Wetlands, rainforests and surplus non-eaten biomass should have been emitting substantially more methane compared to today, because of their much larger extent.

“Then as now, geological emissions were tiny, at less than 5% of the total.

“The only real difference are the 20% anthropogenic fossil fuel methane emissions of today that did not exist before industrial times, but it is quite possible that they were compensated by the larger extent of wetlands and rain forests.

Global methane emissions for paleolithic times are generally assumed to be much lower than today, but that is only because the atmospheric models assume that methane lifetime is more or less fixed at currently observed levels—”an assumption that is neither well proven nor plausible”, the authors write.

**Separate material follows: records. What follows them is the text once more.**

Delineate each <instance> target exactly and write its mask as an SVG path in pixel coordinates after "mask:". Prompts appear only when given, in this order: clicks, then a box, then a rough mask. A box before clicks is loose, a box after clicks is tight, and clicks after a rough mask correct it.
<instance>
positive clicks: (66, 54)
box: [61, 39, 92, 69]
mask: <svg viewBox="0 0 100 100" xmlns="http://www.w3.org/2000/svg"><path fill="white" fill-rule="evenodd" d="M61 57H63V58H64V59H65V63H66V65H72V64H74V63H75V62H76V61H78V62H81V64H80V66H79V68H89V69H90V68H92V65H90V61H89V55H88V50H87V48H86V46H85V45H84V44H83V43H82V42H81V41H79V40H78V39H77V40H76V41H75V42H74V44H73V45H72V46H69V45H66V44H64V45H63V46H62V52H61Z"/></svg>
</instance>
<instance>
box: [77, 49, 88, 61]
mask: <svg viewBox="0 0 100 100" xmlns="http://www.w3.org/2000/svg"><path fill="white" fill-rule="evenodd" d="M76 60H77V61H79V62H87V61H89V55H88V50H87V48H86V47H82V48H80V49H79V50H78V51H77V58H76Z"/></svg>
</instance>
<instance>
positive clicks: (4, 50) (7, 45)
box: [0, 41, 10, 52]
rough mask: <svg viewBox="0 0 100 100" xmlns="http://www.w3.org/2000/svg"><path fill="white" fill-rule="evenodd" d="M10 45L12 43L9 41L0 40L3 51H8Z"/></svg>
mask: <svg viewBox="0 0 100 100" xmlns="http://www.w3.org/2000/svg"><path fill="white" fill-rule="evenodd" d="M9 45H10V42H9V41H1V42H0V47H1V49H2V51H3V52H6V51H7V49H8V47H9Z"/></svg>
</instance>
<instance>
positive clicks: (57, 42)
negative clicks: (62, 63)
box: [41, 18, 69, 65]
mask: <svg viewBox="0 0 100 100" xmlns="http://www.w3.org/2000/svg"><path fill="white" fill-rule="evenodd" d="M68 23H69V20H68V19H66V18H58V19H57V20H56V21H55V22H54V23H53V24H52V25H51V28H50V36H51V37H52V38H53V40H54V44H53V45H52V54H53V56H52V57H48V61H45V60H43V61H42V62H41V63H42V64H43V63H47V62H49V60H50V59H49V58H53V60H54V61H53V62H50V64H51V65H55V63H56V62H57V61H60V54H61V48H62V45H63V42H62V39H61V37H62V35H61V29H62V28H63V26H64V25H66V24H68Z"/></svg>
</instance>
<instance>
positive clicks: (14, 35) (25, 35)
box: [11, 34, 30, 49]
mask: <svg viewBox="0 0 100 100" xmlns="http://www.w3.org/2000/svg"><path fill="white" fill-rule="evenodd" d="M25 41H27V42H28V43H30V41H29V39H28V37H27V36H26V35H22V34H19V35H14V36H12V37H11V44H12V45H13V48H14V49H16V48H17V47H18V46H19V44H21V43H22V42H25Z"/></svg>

“Roughly speaking, if atmospheric lifetimes were assumed to be one-third of today in paleolithic times, then the same amount of emissions of today in those times would lead to the one-third of concentrations during the paleolithic which we are observing.”

“But then the research question would be an entirely different one to today. Researchers would then have to ask why lifetimes were so much different versus today, rather than whether or why emissions are higher.”

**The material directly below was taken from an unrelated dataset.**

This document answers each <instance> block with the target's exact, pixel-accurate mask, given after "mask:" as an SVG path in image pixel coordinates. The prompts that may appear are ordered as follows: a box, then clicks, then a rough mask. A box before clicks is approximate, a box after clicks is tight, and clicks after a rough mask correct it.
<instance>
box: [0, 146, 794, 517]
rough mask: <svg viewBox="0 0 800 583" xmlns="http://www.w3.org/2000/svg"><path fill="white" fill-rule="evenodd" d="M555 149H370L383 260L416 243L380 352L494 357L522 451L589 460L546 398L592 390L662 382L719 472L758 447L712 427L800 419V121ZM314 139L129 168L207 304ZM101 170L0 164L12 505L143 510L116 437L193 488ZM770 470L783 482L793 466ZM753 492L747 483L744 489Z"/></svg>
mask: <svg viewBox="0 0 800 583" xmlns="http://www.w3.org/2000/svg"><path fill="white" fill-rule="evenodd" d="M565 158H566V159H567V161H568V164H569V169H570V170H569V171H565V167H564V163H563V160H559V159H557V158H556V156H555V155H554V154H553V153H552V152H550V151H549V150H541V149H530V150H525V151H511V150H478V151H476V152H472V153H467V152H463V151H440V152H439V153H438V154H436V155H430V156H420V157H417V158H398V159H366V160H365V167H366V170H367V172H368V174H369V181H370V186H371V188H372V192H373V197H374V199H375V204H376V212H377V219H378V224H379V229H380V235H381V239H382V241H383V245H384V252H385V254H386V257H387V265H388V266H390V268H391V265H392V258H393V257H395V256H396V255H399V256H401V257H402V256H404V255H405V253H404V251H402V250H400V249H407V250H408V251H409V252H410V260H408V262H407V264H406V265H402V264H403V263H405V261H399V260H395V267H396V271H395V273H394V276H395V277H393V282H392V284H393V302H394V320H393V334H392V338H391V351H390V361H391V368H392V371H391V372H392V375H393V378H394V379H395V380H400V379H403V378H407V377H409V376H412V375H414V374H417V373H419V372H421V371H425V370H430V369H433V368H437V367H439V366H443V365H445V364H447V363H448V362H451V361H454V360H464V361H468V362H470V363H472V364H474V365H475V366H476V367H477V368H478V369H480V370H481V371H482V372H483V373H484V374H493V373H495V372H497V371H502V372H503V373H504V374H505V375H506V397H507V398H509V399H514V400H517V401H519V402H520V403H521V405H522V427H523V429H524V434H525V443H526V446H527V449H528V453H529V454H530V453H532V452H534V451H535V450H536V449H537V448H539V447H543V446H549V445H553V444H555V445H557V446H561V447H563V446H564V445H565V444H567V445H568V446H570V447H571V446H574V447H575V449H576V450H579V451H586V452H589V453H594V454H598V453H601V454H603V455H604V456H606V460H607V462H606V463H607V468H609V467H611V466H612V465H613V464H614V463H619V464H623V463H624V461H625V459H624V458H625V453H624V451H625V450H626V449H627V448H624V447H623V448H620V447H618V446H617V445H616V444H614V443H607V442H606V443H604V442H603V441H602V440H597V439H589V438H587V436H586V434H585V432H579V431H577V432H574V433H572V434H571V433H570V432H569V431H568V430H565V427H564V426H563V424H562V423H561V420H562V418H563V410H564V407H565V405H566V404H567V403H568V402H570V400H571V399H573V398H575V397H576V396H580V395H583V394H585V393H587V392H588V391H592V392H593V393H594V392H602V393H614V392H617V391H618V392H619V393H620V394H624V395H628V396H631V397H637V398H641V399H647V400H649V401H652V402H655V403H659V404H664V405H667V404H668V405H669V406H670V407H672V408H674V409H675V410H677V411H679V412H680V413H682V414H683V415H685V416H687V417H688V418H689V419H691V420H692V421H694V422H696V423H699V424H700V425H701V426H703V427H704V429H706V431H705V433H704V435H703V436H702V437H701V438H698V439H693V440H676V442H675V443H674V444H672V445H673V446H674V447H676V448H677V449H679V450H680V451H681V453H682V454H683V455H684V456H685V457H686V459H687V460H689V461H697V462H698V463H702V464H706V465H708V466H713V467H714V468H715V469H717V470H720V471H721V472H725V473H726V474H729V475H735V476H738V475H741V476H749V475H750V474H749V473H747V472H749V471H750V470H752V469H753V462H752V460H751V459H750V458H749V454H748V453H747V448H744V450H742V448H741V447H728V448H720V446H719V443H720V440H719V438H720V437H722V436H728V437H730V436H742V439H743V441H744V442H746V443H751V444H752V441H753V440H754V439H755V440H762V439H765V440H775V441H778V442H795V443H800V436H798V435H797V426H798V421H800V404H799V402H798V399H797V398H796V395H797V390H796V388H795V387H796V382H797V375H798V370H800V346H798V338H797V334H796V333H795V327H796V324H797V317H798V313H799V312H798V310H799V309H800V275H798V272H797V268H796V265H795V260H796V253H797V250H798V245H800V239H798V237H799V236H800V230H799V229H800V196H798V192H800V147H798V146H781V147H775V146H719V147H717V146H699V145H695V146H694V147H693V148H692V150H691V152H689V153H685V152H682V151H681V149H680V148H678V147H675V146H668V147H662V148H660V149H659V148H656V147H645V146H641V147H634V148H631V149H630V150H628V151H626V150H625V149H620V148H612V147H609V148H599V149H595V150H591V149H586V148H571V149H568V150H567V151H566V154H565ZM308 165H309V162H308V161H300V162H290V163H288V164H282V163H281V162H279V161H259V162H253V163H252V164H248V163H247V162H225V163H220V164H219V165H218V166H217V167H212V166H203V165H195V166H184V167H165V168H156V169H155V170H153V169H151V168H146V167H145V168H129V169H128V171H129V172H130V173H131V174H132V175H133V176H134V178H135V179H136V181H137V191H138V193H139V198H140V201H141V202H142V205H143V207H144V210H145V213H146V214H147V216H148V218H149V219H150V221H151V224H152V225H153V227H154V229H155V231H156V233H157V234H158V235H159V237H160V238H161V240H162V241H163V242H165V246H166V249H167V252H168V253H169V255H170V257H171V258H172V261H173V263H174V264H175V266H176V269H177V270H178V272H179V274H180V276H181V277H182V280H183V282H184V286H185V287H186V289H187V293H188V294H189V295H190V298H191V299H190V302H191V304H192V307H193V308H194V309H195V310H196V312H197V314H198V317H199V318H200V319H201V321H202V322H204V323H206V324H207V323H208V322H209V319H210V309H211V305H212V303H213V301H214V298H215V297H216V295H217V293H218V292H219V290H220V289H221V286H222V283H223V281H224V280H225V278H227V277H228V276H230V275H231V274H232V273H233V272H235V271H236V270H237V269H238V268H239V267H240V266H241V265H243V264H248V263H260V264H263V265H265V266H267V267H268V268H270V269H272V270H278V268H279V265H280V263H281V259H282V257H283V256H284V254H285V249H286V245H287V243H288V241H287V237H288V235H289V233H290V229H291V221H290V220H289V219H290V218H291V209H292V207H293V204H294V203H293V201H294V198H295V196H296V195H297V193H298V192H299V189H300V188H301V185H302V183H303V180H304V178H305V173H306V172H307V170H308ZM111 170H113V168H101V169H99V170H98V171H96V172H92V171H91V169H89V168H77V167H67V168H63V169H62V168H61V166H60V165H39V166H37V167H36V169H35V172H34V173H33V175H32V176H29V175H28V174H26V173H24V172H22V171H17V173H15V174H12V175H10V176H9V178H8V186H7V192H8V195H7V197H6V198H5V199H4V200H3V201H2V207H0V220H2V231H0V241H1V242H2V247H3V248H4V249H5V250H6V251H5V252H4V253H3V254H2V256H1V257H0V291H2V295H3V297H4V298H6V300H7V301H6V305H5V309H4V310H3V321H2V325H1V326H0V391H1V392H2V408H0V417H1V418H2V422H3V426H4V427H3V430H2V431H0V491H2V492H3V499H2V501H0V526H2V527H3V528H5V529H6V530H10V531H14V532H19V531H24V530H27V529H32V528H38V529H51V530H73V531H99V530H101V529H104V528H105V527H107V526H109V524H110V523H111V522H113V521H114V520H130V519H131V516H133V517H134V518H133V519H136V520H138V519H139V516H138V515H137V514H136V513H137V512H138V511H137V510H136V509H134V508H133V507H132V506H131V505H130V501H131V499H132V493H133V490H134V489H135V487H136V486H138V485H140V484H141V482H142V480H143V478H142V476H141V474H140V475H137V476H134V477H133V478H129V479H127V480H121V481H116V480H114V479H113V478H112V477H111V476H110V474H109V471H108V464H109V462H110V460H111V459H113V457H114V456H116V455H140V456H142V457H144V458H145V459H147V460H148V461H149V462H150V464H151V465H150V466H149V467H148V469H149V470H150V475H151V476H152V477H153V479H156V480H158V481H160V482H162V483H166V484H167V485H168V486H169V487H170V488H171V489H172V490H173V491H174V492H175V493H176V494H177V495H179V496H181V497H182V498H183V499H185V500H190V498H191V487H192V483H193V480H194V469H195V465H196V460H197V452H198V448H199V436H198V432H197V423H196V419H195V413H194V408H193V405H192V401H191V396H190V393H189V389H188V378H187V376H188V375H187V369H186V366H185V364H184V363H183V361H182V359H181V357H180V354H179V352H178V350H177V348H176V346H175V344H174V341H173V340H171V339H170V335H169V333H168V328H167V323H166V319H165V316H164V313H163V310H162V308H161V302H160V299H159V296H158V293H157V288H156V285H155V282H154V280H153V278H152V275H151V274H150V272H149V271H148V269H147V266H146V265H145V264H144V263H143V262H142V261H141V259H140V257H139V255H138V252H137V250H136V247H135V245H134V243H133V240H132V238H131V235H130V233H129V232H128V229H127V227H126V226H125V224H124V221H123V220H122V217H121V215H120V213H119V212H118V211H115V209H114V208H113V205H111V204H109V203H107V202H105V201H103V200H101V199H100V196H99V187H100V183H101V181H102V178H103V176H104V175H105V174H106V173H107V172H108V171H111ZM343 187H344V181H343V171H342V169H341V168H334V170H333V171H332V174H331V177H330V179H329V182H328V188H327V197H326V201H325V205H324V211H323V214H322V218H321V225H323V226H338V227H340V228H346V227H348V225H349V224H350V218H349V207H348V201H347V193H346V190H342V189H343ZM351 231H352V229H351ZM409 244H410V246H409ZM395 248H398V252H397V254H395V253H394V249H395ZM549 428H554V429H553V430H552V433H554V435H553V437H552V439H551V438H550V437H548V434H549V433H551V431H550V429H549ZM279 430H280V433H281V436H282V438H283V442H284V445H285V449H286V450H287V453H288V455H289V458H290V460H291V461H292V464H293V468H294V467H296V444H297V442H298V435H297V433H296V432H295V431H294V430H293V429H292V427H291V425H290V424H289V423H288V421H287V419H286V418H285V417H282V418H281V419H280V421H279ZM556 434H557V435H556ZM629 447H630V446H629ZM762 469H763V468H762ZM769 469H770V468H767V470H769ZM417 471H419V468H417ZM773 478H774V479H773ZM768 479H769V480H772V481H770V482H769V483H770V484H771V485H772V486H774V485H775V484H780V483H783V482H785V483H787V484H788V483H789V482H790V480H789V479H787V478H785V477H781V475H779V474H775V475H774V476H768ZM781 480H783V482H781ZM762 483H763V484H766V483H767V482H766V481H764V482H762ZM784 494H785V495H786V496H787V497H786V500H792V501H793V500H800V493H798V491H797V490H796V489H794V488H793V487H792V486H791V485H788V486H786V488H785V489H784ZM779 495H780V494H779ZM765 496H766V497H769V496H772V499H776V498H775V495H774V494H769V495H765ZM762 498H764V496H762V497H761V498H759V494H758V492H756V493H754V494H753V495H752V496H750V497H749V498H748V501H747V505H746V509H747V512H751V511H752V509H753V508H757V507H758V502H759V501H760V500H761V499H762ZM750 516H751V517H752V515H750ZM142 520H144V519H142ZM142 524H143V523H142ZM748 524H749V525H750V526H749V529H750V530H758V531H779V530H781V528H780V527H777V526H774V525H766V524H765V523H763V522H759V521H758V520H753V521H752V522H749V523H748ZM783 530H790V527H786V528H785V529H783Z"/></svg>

Additionally the dramatic Young Dryas event 12,800 years ago, when in a few decades North America and Europe were plunged into a 1200 year ice age, which then disappeared as fast it came, also raises questions about methane phenomena at the time that are still yet to be answered.

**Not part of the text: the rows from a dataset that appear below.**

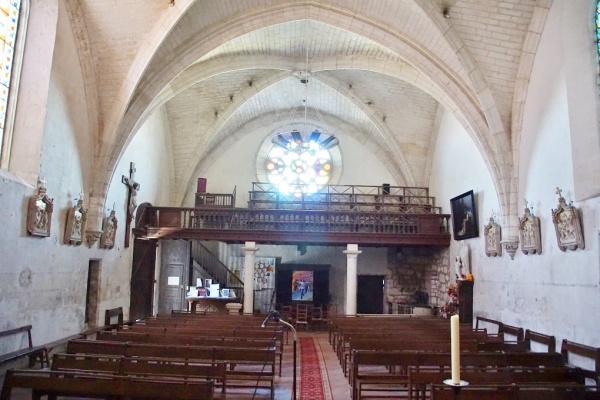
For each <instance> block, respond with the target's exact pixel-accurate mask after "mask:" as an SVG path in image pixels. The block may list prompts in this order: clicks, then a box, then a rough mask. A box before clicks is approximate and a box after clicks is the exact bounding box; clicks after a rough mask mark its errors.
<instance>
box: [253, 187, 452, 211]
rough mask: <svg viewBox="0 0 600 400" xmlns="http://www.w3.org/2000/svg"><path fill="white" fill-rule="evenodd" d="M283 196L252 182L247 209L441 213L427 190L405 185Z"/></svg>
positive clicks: (291, 193) (300, 187)
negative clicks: (406, 185)
mask: <svg viewBox="0 0 600 400" xmlns="http://www.w3.org/2000/svg"><path fill="white" fill-rule="evenodd" d="M302 186H303V185H297V186H294V188H296V189H298V191H295V192H290V193H282V192H281V191H280V190H279V188H278V187H277V185H275V184H273V183H265V182H253V183H252V191H250V192H249V199H248V208H252V209H278V210H281V209H284V210H327V211H364V212H368V211H383V212H390V213H402V214H429V213H433V214H441V208H440V207H436V206H435V198H434V197H430V196H429V189H428V188H424V187H405V186H390V185H382V186H365V185H326V186H324V187H323V188H321V189H320V190H319V191H318V192H315V193H307V190H306V189H307V188H303V187H302Z"/></svg>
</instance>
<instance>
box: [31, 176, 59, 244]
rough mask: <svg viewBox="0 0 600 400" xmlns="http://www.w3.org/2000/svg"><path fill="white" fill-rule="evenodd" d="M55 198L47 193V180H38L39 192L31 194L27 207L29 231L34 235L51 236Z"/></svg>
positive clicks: (44, 236)
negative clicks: (51, 225) (32, 195)
mask: <svg viewBox="0 0 600 400" xmlns="http://www.w3.org/2000/svg"><path fill="white" fill-rule="evenodd" d="M53 201H54V199H51V198H50V197H48V194H47V193H46V180H44V179H40V180H39V181H38V192H37V193H36V194H34V195H33V196H31V198H30V199H29V205H28V207H27V232H28V233H29V234H30V235H32V236H42V237H48V236H50V228H51V225H52V211H53V210H54V204H53Z"/></svg>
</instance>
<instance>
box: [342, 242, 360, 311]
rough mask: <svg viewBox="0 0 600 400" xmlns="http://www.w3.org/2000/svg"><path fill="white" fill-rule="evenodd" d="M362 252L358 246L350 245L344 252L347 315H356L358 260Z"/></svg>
mask: <svg viewBox="0 0 600 400" xmlns="http://www.w3.org/2000/svg"><path fill="white" fill-rule="evenodd" d="M360 253H362V251H360V250H358V245H357V244H349V245H347V246H346V250H344V254H346V315H356V289H357V272H356V266H357V259H358V255H359V254H360Z"/></svg>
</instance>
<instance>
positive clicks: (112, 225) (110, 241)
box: [100, 209, 118, 249]
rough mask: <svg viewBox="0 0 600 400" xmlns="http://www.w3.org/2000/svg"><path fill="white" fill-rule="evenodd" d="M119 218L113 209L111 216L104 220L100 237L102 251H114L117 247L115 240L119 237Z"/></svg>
mask: <svg viewBox="0 0 600 400" xmlns="http://www.w3.org/2000/svg"><path fill="white" fill-rule="evenodd" d="M117 225H118V221H117V217H116V212H115V210H114V209H113V210H112V211H111V212H110V215H109V216H108V217H106V218H104V224H103V226H102V236H101V237H100V248H101V249H112V248H113V247H115V238H116V236H117Z"/></svg>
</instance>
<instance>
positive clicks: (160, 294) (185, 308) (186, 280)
mask: <svg viewBox="0 0 600 400" xmlns="http://www.w3.org/2000/svg"><path fill="white" fill-rule="evenodd" d="M161 265H162V267H161V270H160V284H159V291H158V294H159V296H158V313H159V314H162V315H166V314H171V311H173V310H185V309H187V302H186V301H185V294H186V292H187V286H188V284H189V282H188V281H189V265H190V243H189V242H188V241H186V240H162V241H161Z"/></svg>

The paper documents many shortfalls with the current assortment of atmospheric methane modelling in use, such as the lack of definitive information on the many open variables at play, wildly fluctuating estimates, the lack of computing power to manage the complexity and sophistication required while still not taking into account the full spectrum of variability of dynamic micro-effects, leading to confidence intervals for outcomes that tend to be broader than the rate of annual increases of the methane reservoir.

The paper proposes viewing the methane cycle as a non-linear system (NLS)—capable of shifting between equilibria and reacting disproportionately to small changes.

It is also possible that increasing methane emissions are not the driver for increasing concentrations – but rather a change in what destroys methane in the atmosphere.

“These models cannot disprove that the same effect may come about if less methane were to be destroyed in the tropics, instead of more being emitted.”

“This would then raise the question of why less might be destroyed, for which there is also no answer yet.”